Analysts predict that the new adaptation of Stephen King’s It will make a lot of money this fall. They also predict that winter is coming, water is wet, America is doomed, etc. etc.
Here’s some more good news for people who love good news: Victor LaValle’s latest novel, The Changeling, has been picked up for adaptation by Annapurna Television, with LaValle in a co-executive producer position. This is going to be one terrifying television show, my friends.
Your nerdiest dreams—or no, the nerdy dreams your dream nerds dream, that you would never dare to—are coming true.
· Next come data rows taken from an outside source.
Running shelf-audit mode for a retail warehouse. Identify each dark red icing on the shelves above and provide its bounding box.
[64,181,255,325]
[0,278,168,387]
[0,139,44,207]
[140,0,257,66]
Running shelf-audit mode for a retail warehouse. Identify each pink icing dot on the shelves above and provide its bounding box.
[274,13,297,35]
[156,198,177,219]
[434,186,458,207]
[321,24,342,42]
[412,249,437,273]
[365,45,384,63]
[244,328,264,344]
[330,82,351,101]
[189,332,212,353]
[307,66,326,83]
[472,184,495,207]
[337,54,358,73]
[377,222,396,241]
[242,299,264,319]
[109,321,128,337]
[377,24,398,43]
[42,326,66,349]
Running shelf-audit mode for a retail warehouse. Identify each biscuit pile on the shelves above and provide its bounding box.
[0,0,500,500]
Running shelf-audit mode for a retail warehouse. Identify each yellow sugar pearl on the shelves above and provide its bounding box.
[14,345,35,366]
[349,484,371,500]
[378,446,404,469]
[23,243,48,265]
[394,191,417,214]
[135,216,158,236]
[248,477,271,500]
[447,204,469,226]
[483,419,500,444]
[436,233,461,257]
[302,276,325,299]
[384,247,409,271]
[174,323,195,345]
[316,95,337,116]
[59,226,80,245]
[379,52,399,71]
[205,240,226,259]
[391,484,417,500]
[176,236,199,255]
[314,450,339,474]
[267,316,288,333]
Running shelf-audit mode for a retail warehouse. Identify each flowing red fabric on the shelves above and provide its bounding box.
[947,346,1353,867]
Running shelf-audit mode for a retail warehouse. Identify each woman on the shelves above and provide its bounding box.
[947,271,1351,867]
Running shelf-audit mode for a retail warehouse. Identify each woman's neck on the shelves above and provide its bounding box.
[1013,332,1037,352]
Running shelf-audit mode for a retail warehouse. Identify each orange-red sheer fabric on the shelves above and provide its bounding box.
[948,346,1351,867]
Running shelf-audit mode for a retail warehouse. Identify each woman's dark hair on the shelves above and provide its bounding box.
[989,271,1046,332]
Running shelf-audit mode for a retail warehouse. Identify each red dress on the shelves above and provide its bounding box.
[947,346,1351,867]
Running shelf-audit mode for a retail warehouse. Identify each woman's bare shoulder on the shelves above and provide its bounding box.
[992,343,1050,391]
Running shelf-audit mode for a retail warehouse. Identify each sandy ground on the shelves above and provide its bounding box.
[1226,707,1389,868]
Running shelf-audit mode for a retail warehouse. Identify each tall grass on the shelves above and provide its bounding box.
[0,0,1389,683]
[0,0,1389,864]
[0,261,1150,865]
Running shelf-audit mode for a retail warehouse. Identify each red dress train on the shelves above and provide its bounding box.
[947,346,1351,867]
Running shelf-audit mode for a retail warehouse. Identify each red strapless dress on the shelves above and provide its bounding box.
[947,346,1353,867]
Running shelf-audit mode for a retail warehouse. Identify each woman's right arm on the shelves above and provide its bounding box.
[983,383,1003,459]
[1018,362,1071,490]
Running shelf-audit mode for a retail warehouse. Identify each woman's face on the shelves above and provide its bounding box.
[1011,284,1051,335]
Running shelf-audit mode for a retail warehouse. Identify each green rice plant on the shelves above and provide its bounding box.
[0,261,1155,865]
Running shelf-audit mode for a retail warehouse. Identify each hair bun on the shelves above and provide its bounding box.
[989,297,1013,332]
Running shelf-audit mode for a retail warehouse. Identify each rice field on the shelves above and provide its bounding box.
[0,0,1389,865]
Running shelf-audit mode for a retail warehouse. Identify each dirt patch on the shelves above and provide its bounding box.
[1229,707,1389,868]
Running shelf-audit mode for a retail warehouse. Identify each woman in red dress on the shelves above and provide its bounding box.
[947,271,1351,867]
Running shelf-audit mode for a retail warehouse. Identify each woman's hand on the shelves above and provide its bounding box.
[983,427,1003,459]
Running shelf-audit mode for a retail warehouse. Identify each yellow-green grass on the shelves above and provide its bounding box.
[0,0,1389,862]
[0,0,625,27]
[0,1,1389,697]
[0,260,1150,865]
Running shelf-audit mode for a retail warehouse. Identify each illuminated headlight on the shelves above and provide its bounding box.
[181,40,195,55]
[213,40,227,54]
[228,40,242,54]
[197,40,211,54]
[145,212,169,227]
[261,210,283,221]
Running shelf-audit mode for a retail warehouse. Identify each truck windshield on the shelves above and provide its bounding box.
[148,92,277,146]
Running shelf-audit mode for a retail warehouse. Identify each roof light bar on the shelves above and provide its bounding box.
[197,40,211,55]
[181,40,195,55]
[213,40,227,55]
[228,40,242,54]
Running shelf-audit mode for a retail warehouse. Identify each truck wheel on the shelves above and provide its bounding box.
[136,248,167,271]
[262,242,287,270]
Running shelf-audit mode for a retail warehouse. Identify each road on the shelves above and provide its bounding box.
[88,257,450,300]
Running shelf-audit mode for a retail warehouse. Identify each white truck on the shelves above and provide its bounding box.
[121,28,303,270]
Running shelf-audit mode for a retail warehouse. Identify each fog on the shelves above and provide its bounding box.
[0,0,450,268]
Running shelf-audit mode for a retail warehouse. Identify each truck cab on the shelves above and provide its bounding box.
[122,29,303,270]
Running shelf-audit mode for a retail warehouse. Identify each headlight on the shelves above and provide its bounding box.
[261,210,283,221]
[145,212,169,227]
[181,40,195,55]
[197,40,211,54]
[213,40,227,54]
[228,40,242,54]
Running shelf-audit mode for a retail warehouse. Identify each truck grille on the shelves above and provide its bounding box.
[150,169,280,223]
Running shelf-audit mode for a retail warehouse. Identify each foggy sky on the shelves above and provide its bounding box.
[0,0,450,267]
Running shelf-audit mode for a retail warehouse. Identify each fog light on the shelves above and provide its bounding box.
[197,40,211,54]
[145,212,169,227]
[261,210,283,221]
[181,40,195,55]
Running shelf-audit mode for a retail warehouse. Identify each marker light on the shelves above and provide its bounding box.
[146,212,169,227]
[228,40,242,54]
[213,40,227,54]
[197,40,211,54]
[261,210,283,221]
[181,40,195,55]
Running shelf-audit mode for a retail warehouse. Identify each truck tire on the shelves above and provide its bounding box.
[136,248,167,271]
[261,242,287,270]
David Tennant and Michael Sheen will be starring in the Amazon adaptation of Terry Pratchett’s hilarious fantasy novel Good Omens, with Tennant as Crowley and Sheen as Aziraphale. “I swear to god, Terry would be absolutely over the moon,” the late author’s assistant told The Guardian. “We’d already talked about our dream Aziraphale and Crowley, and David Tennant was there. I can’t begin to tell you what a fan he was of David and Michael . . . He’d be looking down now and would be so incredibly pleased.” Us too, Terry!
Channing Tatum is set to star in Universal Pictures’s adaptation of Bloodlines: The True Story of a Drug Cartel, the FBI, and the Battle for a Horse-Racing Dynasty, a forthcoming work of nonfiction by Melissa Del Bosque. But will he take his shirt off? Only time will tell.
Joy Nash has won the lead role in Marti Noxon’s adaptation of Sarai Walker’s Dietland. “Joy is everything I hoped we’d find in our leading woman—beautiful, smart and blazing with talent,” Noxon told Deadline. When she auditioned the whole room was electrified. I can’t wait for the world to meet her ‘Plum.'”
Finally, Peternelle van Arsdale’s The Beast is an Animal is coming from Amazon Studios, to be produced by Ridley Scott’s Scott Free and (hopefully) directed by the team known as Bert & Bertie.